While working on side projects, I’ve realized that I was spending a lot of time looking for assets on the web to work with instead of doing CG. The whole process of iteratively searching for an asset on one website, downloading, unzipping and finally importing it was really slowing me down so I’ve decided to create an asset loader to help me out with this.
An Asset Loader To Rule Them All
The asset loader I’ve developed has some particularities that make it super useful. The first one is that none of the assets are actually stored locally until I decide to import them. This doesn’t look like much but it does end up allowing me to scale up dramatically the amount of assets (roughly 60 000 assets) without having to be concerned about disk space issues. When I import an asset from my asset loader interface, the code under the hood retrieves the associated asset from the website, downloads it and unzips it into the file path destination of my choice.
The other big particularity is that while it is a stand alone tool, it is able to communicate with any software I want to let it know that the asset is ready to be imported at a specific path destination.
Adding A Pinch Of Web Magic
Given todays’ technologies you can connect any softwares together to get advanced functionalities using some web communication protocol knowledge. To demonstrate my point, here is a prototype on how I’m interacting with houdini from some web page. In order to do it, I’ve just remade the asset loader communication code parts using javascript.
Using the same code, I could easily use any production manager webapp (shotgun, ftrack) and turn them into an asset loader or link a webhook to auto-reload an artist’s asset version if a new one just got published.
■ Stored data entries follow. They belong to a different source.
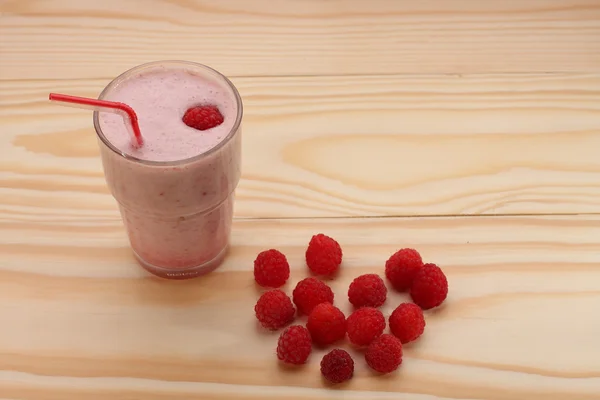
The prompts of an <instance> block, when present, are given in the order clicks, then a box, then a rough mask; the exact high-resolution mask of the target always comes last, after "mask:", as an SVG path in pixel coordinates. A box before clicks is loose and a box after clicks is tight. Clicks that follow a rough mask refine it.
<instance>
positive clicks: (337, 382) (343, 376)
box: [321, 349, 354, 383]
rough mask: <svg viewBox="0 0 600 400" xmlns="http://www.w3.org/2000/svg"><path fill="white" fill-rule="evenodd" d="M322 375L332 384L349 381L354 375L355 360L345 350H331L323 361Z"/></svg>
mask: <svg viewBox="0 0 600 400" xmlns="http://www.w3.org/2000/svg"><path fill="white" fill-rule="evenodd" d="M321 374H322V375H323V376H324V377H325V379H327V380H328V381H329V382H331V383H342V382H344V381H347V380H349V379H350V378H352V375H353V374H354V360H353V359H352V357H351V356H350V354H348V352H347V351H345V350H342V349H334V350H331V351H330V352H329V353H327V354H325V356H323V359H322V360H321Z"/></svg>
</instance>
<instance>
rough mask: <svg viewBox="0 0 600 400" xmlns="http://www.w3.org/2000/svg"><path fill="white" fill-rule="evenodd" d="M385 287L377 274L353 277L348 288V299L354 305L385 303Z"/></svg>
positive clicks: (386, 288) (379, 305)
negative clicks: (354, 277) (353, 278)
mask: <svg viewBox="0 0 600 400" xmlns="http://www.w3.org/2000/svg"><path fill="white" fill-rule="evenodd" d="M386 297H387V288H386V287H385V283H384V282H383V279H381V278H380V277H379V275H377V274H365V275H361V276H359V277H358V278H356V279H354V280H353V281H352V283H351V284H350V288H349V289H348V300H350V303H352V304H353V305H354V307H357V308H359V307H379V306H381V305H383V303H385V298H386Z"/></svg>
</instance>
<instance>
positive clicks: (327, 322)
mask: <svg viewBox="0 0 600 400" xmlns="http://www.w3.org/2000/svg"><path fill="white" fill-rule="evenodd" d="M306 327H307V328H308V331H309V332H310V336H311V337H312V339H313V342H315V343H316V344H318V345H321V346H324V345H328V344H331V343H333V342H336V341H338V340H340V339H343V338H344V336H346V316H345V315H344V313H343V312H341V311H340V310H339V308H337V307H335V306H334V305H332V304H331V303H321V304H319V305H317V306H316V307H315V308H314V309H313V311H312V312H311V313H310V315H309V316H308V321H307V322H306Z"/></svg>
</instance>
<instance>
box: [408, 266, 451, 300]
mask: <svg viewBox="0 0 600 400" xmlns="http://www.w3.org/2000/svg"><path fill="white" fill-rule="evenodd" d="M447 295H448V280H446V275H444V272H442V270H441V269H440V267H438V266H437V265H435V264H425V265H423V268H421V269H420V270H419V272H417V275H415V279H414V281H413V285H412V287H411V288H410V296H411V297H412V299H413V301H414V302H415V303H416V304H417V305H418V306H419V307H421V308H422V309H423V310H428V309H430V308H434V307H437V306H439V305H440V304H442V302H443V301H444V300H445V299H446V296H447Z"/></svg>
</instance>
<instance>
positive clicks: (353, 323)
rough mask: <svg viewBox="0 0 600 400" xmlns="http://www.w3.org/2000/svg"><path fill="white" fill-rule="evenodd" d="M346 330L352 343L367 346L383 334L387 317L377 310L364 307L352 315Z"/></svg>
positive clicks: (371, 308) (359, 345) (350, 317)
mask: <svg viewBox="0 0 600 400" xmlns="http://www.w3.org/2000/svg"><path fill="white" fill-rule="evenodd" d="M346 328H347V331H348V339H350V342H351V343H353V344H355V345H357V346H366V345H368V344H369V343H371V342H372V341H373V339H375V338H376V337H378V336H380V335H381V334H382V333H383V330H384V329H385V317H384V316H383V314H382V313H381V311H379V310H378V309H376V308H373V307H362V308H359V309H358V310H356V311H354V312H353V313H352V314H350V316H349V317H348V320H347V321H346Z"/></svg>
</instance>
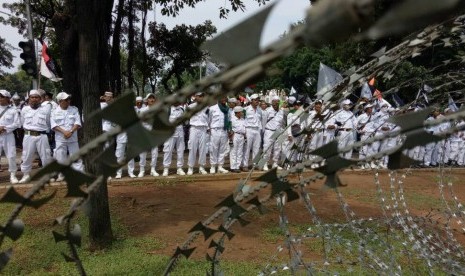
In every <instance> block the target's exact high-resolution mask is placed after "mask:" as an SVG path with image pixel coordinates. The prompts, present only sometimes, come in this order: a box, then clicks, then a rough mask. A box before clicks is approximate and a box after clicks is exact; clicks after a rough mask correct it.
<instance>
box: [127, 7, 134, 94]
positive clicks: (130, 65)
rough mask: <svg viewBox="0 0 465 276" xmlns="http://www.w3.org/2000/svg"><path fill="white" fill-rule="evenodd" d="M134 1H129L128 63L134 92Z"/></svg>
mask: <svg viewBox="0 0 465 276" xmlns="http://www.w3.org/2000/svg"><path fill="white" fill-rule="evenodd" d="M134 36H135V30H134V1H133V0H129V4H128V62H127V73H128V88H129V90H130V91H131V92H132V91H133V88H134V74H133V67H134V38H135V37H134Z"/></svg>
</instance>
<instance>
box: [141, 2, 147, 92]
mask: <svg viewBox="0 0 465 276" xmlns="http://www.w3.org/2000/svg"><path fill="white" fill-rule="evenodd" d="M147 12H148V4H147V3H145V2H144V4H143V9H142V27H141V34H140V41H141V48H142V53H141V54H142V68H141V69H142V88H141V90H142V94H141V96H144V92H145V85H146V84H147V79H148V77H149V76H148V74H147V72H148V70H147V69H146V68H147V60H148V55H147V46H146V45H147V41H146V39H145V28H146V27H147Z"/></svg>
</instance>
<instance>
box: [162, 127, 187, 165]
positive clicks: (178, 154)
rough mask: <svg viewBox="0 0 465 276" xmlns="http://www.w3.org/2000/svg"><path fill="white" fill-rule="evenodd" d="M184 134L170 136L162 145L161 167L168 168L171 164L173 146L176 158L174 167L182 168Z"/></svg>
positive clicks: (173, 149) (173, 150)
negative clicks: (174, 135) (175, 149)
mask: <svg viewBox="0 0 465 276" xmlns="http://www.w3.org/2000/svg"><path fill="white" fill-rule="evenodd" d="M185 147H186V146H185V144H184V136H183V135H179V136H177V137H171V138H170V139H168V140H167V141H166V142H165V144H164V145H163V153H164V154H163V167H164V168H169V167H170V165H171V158H172V156H173V151H174V148H176V153H177V160H176V167H177V168H178V169H179V168H182V166H183V165H184V149H185Z"/></svg>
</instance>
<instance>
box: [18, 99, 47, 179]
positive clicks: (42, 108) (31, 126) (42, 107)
mask: <svg viewBox="0 0 465 276" xmlns="http://www.w3.org/2000/svg"><path fill="white" fill-rule="evenodd" d="M21 124H22V125H23V128H24V140H23V154H22V163H21V171H22V172H23V177H22V178H21V180H20V181H19V183H27V182H29V180H30V179H31V177H30V173H31V170H32V161H33V159H34V154H35V153H36V152H37V153H38V154H39V157H40V160H41V161H42V164H43V165H44V166H45V165H47V164H48V163H50V161H51V159H52V156H51V150H50V145H49V143H48V138H47V130H49V129H50V109H49V108H47V107H46V106H41V97H40V94H39V91H37V90H31V91H30V92H29V105H28V106H25V107H24V108H23V109H22V110H21Z"/></svg>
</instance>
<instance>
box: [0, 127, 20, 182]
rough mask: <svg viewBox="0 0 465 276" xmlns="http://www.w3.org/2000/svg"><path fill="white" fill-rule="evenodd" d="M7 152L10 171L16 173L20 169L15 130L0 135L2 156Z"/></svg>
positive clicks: (8, 170)
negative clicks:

This is just another example of many use case scenarios. But the road doesn’t end up there, sky and probably your imagination is the limit. As a last concluding example, using a similar setup I was able to connect multiple houdini sessions together to create an interconnected scene where artists could collaborate together in real time but this might be for another post.
Power-Knowledge
After working for the last 5 years in the Cinema industry, 95% of TDs I’ve met didn’t have basic web-dev knowledge. While it is not a mandatory thing to do the job, I feel that the value of this knowledge has been (and still) underrated in our profession. I think modern pipelines wouldn’t look the same at all if everyone knew this and I hope that this post and all possibilities you might think of coming from inter-connecting softwares at a studio level will convince you to approach the problems we are facing on a daily basis with a different angle.